ポールがベジタリアンになった理由

【ポール】人間は動物に対して残酷だと思っている。人類はずっと昔から動物を食物とする習慣があるから、そのことについて疑問を持たない。でもぼくは思うんだよ。次世紀(21世紀)には人々はもっと真剣に考え始めるだろうって。

自然環境に対しても非常に重要なことだ。なぜ重要かというと、ぼくたちが動物をこれほど食べなければ自然環境は良くなるからだ。あの大量の牛の数、マクドナルド用とかね。アメリカの水はどんどん減っている。地下水面は下がり続けているんだ。これは重大な問題だ。世界中の水がなくなったら、何も育たなくなってしまう。だからぼくたち家族は20年くらいベジタリアンだ。
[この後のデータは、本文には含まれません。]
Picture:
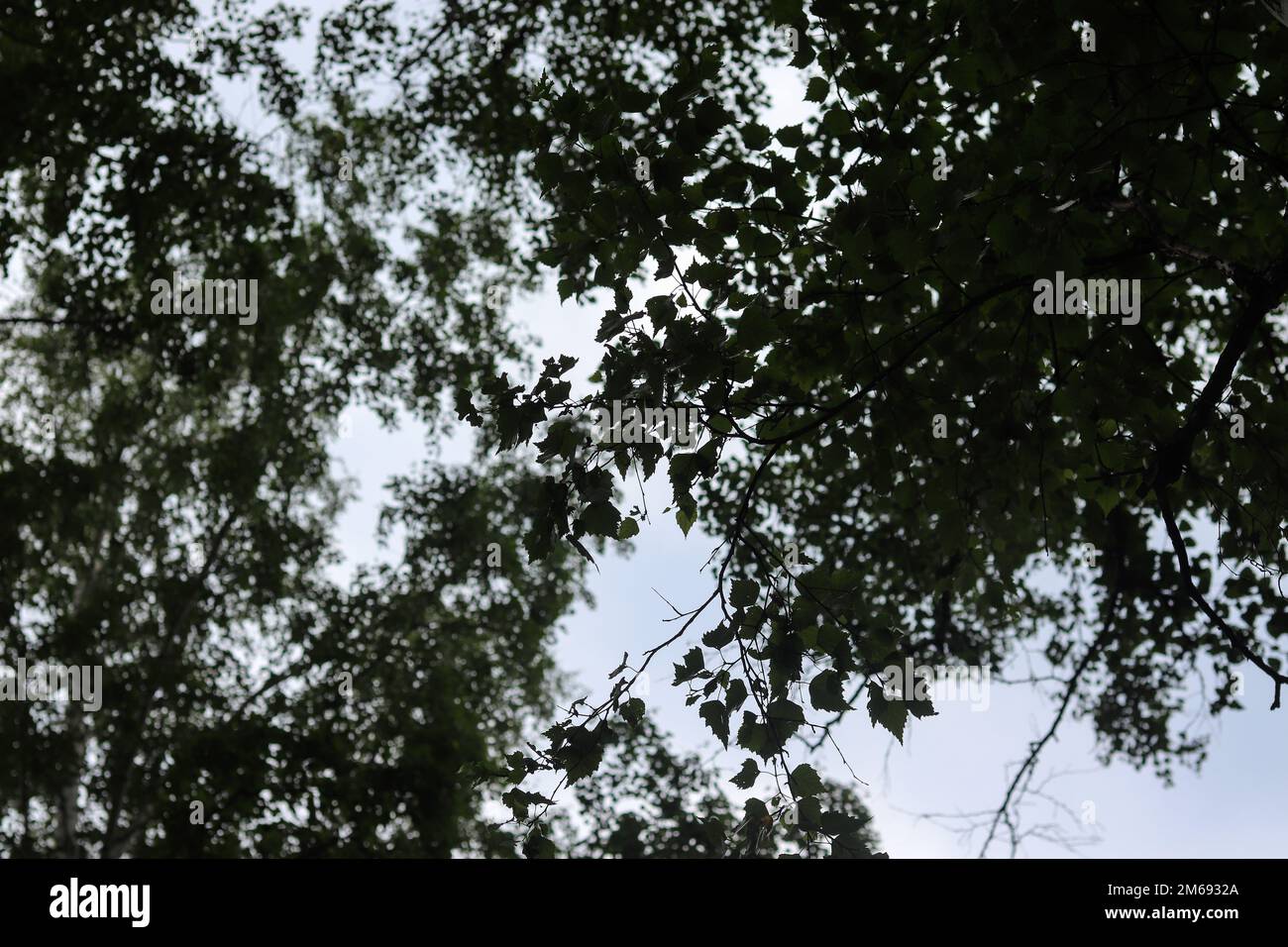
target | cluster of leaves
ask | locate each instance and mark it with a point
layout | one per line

——日本では40歳を超えると誰もが自然とベジタリアンになるとも言います。

【ポール】伝統的にそうなんだよね、日本人はベジタリアン。でも当たり前だけどきみたちは魚を食べるよね、島国だから。魚をたくさん食べるね、イギリスのように。それから寿司とか刺身とかも食べるだろう……。まあ、でも、ぼくは(ベジタリアンでいることは)いいことだと感じている。
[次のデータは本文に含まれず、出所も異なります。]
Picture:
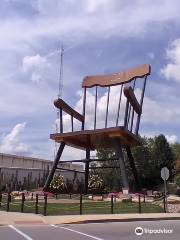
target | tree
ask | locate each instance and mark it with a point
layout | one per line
(95, 182)
(162, 154)
(111, 177)
(57, 184)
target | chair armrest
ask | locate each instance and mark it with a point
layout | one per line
(129, 94)
(59, 103)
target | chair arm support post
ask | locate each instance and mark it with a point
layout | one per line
(129, 94)
(60, 104)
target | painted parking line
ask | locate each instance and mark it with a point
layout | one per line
(78, 232)
(20, 232)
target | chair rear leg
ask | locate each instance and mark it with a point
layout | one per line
(119, 153)
(56, 161)
(133, 168)
(87, 170)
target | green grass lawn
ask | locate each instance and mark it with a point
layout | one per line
(87, 208)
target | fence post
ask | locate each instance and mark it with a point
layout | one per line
(112, 205)
(0, 198)
(22, 202)
(36, 204)
(80, 204)
(164, 202)
(45, 204)
(8, 201)
(139, 201)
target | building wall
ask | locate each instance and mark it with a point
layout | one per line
(17, 173)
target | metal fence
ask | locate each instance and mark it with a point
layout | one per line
(79, 204)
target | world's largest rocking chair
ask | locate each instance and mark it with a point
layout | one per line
(118, 137)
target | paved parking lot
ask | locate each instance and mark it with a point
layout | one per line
(99, 231)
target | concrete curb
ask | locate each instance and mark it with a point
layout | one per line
(7, 218)
(122, 220)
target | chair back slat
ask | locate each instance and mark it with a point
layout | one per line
(141, 103)
(132, 120)
(61, 120)
(119, 105)
(84, 108)
(107, 107)
(132, 113)
(72, 123)
(95, 107)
動物がかわいそうだから。ぼくの一番の理由はそれだ。それから健康にもいいだろうと思っている。自然環境にはとてもいい。アマゾンの森を切り倒しているのは、牛の放牧地をつくるためなんだよ。でもぼくたち人類は木々が必要だ。空気がなくなってしまう。木がなかったら息が出来なくなる。木は酸素をつくる。これは興味深いよね。とても考えさせられる。

——(ただ沈黙)はい。そう思います。

ビートルズはストーンズより最高? と聞くと…

【ポール】次はどこへ行く予定? 日本に帰るの?

——はい。マル・オブ・キンタイアへ寄ってから、日本に帰ります。

【ポール】いいね。

——今日は長い時間、どうもありがとうございました。

【ポール】どういたしまして。よい旅になるといいですね。

——あなたの曲を聴き、ビートルズの本も拝読しました。あなたを大変尊敬しています。

【ポール】どうもありがとう。

テープを切った後もいくつか話をした。